Arrow-right Camera
The Spokesman-Review Newspaper
Spokane, Washington  Est. May 19, 1883

College district voting change rejected

Betsy Z. Russell Staff writer

BOISE – Gov. Butch Otter suffered a second major legislative setback in two days Wednesday when a House committee rejected his plan to make it easier to form a community college district.

Only three Republicans on the House Revenue and Taxation Committee voted for the GOP governor’s proposal to allow a 60 percent, rather than two-thirds, vote to form a district if the vote occurs at a general election. Five Democrats voted for the bill, HB 84, while 10 Republicans – including three members of House GOP leadership – voted against it.

“They’re entitled to their opinion,” Otter said a few hours after the vote. “I believe those that really want it are going to go and get it for the two-thirds supermajority, and I’m gonna help ‘em if I can.”

Otter has proposed a $5 million “carrot” to encourage the formation of a new community college district, such as one proposed in the Treasure Valley. That area, the state’s largest population center in Ada and Canyon counties, is among the largest metropolitan areas in the nation without a community college.

“I’m gonna leave the 5 million bucks on the table,” Otter said.

Otter made expanding community college services a centerpiece of his campaign for governor and proposed in his State of the State message to lower the voting requirement to form a new district from two-thirds to 60 percent if the vote took place at a primary or general election. Lawmakers, at the urging of House Education Chairman Bob Nonini, R-Coeur d’Alene, already had scaled back the plan to apply only to the general election.

Wednesday’s defeat of the measure came just a day after the same House committee rejected Otter’s targeted grocery tax credit proposal, passing a different, across-the-board credit instead.

“I think we feel pretty strongly that whenever you assess property taxes, you need to do it with a pretty high threshold,” said House Assistant Majority Leader Scott Bedke, R-Oakley, in defending the two-thirds supermajority requirement .

House Majority Caucus Chair Ken Roberts, R-Donnelly, said, “This committee is charged with helping protect the taxpayers of the state of Idaho.”

The panel voted 10-8 against the bill, which Rep. Dell Raybould, R-Rexburg, decried as “the camel’s nose under the tent.” Raybould said if lawmakers approve less than a two-thirds supermajority for community college district formation, pressure will build to allow other tax increases without a two-thirds vote. “This is a big camel,” he said.

Backers of the bill, including the Idaho Association of Commerce and Industry, the state Board of Education, the Idaho Chamber Alliance and the Nampa Chamber of Commerce disagreed.

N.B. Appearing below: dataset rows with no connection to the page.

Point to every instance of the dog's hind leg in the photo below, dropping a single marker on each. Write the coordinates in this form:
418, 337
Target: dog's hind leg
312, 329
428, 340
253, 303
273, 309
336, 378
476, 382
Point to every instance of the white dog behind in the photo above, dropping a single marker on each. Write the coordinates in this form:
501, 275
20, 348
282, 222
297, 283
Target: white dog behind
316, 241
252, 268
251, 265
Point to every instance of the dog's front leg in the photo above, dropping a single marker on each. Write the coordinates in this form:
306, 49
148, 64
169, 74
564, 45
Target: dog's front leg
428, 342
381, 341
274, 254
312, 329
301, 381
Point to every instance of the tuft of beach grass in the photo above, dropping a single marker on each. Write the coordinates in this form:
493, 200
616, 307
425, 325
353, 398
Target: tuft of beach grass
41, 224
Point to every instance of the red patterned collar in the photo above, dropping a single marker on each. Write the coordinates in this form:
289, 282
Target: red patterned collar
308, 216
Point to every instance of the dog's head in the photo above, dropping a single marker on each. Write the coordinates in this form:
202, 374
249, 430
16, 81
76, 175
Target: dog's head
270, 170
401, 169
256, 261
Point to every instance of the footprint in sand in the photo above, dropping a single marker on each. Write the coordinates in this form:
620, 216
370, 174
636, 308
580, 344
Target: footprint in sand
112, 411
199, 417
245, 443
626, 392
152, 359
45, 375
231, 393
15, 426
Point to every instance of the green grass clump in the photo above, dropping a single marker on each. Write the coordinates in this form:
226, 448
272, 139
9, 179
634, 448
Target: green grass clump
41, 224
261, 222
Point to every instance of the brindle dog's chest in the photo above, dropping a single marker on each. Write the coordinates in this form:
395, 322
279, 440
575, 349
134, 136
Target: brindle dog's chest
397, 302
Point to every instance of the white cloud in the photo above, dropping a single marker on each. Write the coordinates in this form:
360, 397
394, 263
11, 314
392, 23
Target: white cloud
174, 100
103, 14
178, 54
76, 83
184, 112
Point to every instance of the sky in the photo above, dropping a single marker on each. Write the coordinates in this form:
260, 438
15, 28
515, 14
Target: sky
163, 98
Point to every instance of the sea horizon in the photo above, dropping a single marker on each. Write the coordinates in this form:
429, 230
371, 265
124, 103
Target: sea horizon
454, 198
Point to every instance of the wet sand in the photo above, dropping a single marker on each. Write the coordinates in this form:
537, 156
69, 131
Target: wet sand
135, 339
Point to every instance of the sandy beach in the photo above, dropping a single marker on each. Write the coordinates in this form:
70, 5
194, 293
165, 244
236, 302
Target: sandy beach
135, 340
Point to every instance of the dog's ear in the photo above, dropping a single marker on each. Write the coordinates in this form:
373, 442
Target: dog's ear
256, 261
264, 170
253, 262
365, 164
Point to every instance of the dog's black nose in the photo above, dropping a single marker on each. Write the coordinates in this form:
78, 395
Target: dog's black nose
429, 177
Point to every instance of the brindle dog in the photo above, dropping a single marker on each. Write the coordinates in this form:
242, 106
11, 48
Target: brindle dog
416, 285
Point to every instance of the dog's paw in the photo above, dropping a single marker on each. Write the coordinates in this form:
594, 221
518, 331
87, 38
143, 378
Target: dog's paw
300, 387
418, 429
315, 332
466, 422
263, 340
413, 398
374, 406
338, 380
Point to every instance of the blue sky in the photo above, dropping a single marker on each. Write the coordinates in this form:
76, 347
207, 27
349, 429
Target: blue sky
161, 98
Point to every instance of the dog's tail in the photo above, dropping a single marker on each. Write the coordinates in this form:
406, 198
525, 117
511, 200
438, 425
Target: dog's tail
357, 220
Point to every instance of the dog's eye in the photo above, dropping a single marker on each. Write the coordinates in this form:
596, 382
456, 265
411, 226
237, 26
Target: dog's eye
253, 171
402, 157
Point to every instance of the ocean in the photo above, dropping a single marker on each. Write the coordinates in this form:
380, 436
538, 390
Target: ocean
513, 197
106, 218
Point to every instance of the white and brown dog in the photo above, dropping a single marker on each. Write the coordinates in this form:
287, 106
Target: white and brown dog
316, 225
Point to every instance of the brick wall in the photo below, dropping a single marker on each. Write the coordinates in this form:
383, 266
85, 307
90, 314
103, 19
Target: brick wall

John Watts, lobbyist for the Idaho Chamber Alliance and a former state Fish & Game Commission member, said he’s been watching the House tax committee since 1983. “I have full faith in this committee right here to shoot the camel between the eyes if it gets more than the nose under the tent,” he told lawmakers. “… This committee will not allow a stampeding herd of camels.”

M.C. Niland, board chairwoman for the Nampa Chamber of Commerce, told the lawmakers, “We’re not asking this committee or the Legislature to force anything on anybody. We’re asking for the citizens of that district to tax themselves and determine their own fate.”

Rep. Nicole LeFavour, D-Boise, said people from the Treasure Valley have been waiting and waiting for a way to expand their area’s access to community college services, and the committee shouldn’t close off tools that would help with that.

Rep. George Sayler, D-Coeur d’Alene, agreed, saying, “I think we would be doing a disservice to 40 percent of the state’s population if we were to hold this.”

The committee’s other North Idaho members – Reps. Dick Harwood, R-St. Maries, Jim Clark, R-Hayden Lake, and Phil Hart, R-Athol – voted against the bill.

House Minority Leader Wendy Jaquet, D-Ketchum, said after the vote, “I felt the governor really listened to the people.”